ConnectRPC Architecture Overview

The Problem with gRPC's Complexity

ConnectRPC was built to address a fundamental tension in the gRPC ecosystem: the protocol's excellent ideas were buried under extraordinary implementation complexity. Google's gRPC-go library contains over 130,000 lines of code, nearly 100 configuration options, and is incompatible with Go's standard net/http ecosystem. This complexity raised the cost of adoption and created reliability surprises in production.

At the same time, gRPC-Web — the solution for browser access to gRPC services — required a dedicated proxy (Envoy or grpc-gateway) between the browser and the backend, adding operational overhead and a new failure point.

ConnectRPC, built by Buf (the company behind the Buf CLI and Buf Schema Registry), solves both problems by rethinking the protocol layer while keeping the best parts: Protocol Buffers as the schema language, and strong support for all RPC patterns (unary, server streaming, client streaming, bidirectional streaming).

Three Protocols, One Handler

The defining architectural feature of ConnectRPC is that a single Go handler automatically supports three protocols simultaneously, selected at request time via the HTTP Content-Type header:

gRPC Protocol

  • Content-Types: application/grpc, application/grpc+proto, application/grpc+json
  • Full compatibility with the standard gRPC ecosystem (grpcurl, Envoy, gRPC Gateway, all language implementations)
  • Required for service-to-service communication where HTTP/2 is available

gRPC-Web Protocol

  • Content-Types: application/grpc-web, application/grpc-web+proto, application/grpc-web+json
  • Handled natively in the ConnectRPC server — no proxy required
  • Enables browser access without infrastructure changes

Connect Protocol

  • Content-Types: application/proto, application/json (unary); application/connect+proto, application/connect+json (streaming)
  • A purpose-built POST-only protocol over HTTP/1.1 or HTTP/2
  • Unary calls work with standard curl, web browsers, or any HTTP client — no special tooling needed
  • Supports both binary Protobuf and JSON payloads interchangeably

The Go implementation is deliberately minimal — a single package, readable in an afternoon — built on net/http directly. Handlers are standard http.Handler instances; clients wrap http.Client. This makes ConnectRPC work with the entire Go HTTP middleware ecosystem out of the box.

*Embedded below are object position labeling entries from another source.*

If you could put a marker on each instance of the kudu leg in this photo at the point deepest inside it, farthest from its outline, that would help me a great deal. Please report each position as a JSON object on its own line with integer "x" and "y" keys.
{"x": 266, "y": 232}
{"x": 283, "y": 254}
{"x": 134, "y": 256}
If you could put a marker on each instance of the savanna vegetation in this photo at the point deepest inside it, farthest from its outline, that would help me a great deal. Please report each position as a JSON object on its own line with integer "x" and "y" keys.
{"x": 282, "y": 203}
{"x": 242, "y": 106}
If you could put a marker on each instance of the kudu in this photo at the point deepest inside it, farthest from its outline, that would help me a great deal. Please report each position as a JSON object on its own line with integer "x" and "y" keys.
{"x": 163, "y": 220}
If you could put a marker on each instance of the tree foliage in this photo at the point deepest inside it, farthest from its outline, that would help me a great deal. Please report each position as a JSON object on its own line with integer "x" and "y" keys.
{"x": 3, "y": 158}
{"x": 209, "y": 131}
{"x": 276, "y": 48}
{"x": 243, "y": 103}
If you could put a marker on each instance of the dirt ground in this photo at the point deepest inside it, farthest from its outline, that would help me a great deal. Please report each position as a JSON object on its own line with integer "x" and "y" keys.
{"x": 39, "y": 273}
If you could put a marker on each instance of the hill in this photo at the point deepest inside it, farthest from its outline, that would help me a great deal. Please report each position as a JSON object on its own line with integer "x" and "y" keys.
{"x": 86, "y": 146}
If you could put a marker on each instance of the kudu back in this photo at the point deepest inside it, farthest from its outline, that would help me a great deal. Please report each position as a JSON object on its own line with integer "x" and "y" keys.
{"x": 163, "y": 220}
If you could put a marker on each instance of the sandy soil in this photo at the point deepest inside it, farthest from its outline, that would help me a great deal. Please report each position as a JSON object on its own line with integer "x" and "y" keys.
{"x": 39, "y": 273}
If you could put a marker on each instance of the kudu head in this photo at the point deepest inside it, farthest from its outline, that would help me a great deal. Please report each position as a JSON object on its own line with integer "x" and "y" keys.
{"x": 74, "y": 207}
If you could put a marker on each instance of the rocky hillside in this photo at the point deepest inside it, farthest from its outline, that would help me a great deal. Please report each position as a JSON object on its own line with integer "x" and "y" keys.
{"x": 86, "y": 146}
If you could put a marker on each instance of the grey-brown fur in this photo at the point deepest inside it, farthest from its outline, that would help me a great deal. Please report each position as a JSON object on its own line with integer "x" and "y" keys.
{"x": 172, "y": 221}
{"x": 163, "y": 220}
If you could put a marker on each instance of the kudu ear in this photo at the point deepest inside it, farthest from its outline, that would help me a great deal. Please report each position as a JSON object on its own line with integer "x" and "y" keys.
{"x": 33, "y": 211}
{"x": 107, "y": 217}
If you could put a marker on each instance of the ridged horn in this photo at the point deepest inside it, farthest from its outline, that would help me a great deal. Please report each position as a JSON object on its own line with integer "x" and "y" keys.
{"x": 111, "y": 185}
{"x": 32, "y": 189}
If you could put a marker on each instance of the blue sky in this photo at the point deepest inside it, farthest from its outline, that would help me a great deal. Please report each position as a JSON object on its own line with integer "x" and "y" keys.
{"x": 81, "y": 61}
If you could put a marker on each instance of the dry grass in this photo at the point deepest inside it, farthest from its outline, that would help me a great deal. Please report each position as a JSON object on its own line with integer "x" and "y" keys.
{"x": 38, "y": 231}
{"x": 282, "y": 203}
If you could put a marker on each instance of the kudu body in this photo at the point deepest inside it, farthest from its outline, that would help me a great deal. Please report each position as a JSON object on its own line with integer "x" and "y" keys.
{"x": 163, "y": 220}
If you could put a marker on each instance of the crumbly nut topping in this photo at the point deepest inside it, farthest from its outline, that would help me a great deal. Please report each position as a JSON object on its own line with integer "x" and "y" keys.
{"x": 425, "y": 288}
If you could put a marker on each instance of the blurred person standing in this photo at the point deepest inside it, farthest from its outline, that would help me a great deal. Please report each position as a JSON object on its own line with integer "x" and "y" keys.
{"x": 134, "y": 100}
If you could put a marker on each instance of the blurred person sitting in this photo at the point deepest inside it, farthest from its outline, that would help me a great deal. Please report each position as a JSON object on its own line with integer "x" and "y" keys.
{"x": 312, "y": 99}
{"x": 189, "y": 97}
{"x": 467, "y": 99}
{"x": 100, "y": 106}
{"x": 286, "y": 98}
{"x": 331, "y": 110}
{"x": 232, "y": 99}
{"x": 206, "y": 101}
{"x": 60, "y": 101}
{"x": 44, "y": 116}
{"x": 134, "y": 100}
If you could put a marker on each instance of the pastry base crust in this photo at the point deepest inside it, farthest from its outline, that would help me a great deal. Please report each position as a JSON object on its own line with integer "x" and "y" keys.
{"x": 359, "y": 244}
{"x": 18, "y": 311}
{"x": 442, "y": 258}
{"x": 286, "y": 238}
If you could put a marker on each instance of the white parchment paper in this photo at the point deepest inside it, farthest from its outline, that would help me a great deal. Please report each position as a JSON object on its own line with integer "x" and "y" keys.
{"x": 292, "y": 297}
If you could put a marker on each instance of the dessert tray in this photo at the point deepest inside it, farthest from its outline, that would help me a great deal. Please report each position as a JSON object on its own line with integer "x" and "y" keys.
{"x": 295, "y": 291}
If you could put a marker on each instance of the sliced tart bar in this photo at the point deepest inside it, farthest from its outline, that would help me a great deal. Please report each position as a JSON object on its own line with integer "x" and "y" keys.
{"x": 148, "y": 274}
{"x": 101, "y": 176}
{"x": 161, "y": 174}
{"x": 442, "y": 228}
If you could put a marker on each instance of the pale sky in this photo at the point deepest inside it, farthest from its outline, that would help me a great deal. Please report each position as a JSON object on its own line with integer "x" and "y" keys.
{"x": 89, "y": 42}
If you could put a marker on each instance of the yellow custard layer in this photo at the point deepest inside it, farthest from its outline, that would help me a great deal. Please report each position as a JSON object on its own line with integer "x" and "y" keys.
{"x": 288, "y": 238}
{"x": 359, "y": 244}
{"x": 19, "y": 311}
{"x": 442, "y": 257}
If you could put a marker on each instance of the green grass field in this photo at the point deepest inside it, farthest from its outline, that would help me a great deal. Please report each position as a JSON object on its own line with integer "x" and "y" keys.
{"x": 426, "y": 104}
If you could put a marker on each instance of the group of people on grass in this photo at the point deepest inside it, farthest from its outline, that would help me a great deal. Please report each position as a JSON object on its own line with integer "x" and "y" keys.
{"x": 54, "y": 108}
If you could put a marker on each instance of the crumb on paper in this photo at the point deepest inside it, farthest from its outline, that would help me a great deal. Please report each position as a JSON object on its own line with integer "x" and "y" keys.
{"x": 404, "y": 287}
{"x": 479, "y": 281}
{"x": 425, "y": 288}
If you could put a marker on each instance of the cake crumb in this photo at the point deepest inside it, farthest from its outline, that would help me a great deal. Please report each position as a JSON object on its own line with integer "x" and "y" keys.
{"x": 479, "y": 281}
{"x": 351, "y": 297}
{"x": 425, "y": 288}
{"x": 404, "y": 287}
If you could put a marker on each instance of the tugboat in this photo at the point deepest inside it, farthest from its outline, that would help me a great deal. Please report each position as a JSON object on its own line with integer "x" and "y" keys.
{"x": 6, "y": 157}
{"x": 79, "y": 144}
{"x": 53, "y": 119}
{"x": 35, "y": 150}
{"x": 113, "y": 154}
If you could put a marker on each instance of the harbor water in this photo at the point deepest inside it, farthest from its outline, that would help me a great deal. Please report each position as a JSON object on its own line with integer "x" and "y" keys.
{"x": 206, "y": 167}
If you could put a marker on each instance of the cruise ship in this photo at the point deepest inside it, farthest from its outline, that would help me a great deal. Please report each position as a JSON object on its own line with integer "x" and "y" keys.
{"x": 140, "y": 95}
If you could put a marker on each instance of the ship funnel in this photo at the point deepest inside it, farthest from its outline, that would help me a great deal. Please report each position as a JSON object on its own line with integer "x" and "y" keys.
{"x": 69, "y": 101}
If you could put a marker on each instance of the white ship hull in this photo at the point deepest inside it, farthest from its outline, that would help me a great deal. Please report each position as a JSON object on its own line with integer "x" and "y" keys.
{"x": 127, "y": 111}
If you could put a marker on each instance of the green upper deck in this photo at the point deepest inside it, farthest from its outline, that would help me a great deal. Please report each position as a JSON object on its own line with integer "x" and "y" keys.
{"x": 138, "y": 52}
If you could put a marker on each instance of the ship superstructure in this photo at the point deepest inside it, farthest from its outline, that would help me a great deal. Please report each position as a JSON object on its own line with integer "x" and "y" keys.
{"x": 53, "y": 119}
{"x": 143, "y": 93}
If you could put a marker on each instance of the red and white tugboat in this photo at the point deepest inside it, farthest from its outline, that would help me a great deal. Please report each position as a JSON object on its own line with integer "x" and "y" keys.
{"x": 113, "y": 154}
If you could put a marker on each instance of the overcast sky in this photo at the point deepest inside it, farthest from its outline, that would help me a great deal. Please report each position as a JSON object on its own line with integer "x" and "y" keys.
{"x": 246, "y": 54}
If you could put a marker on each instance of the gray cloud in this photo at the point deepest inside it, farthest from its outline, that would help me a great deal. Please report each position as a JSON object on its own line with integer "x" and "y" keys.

The Developer Experience Improvement

A concrete example of how this simplifies development. Registering a service in Go:

// One handler, three protocols, no extra config
path, handler := greetv1connect.NewGreetServiceHandler(greeter)
mux.Handle(path, handler)

Once running, a developer can test the service with plain curl:

curl -X POST \
  -H "Content-Type: application/json" \
  -d '{"name": "World"}' \
  https://localhost:8080/greet.v1.GreetService/Greet

The same endpoint accepts binary Protobuf from a gRPC client in production. This curl-friendliness is not a convenience feature — it is architecturally significant for agent-native backends, where AI agents often use HTTP JSON to call APIs.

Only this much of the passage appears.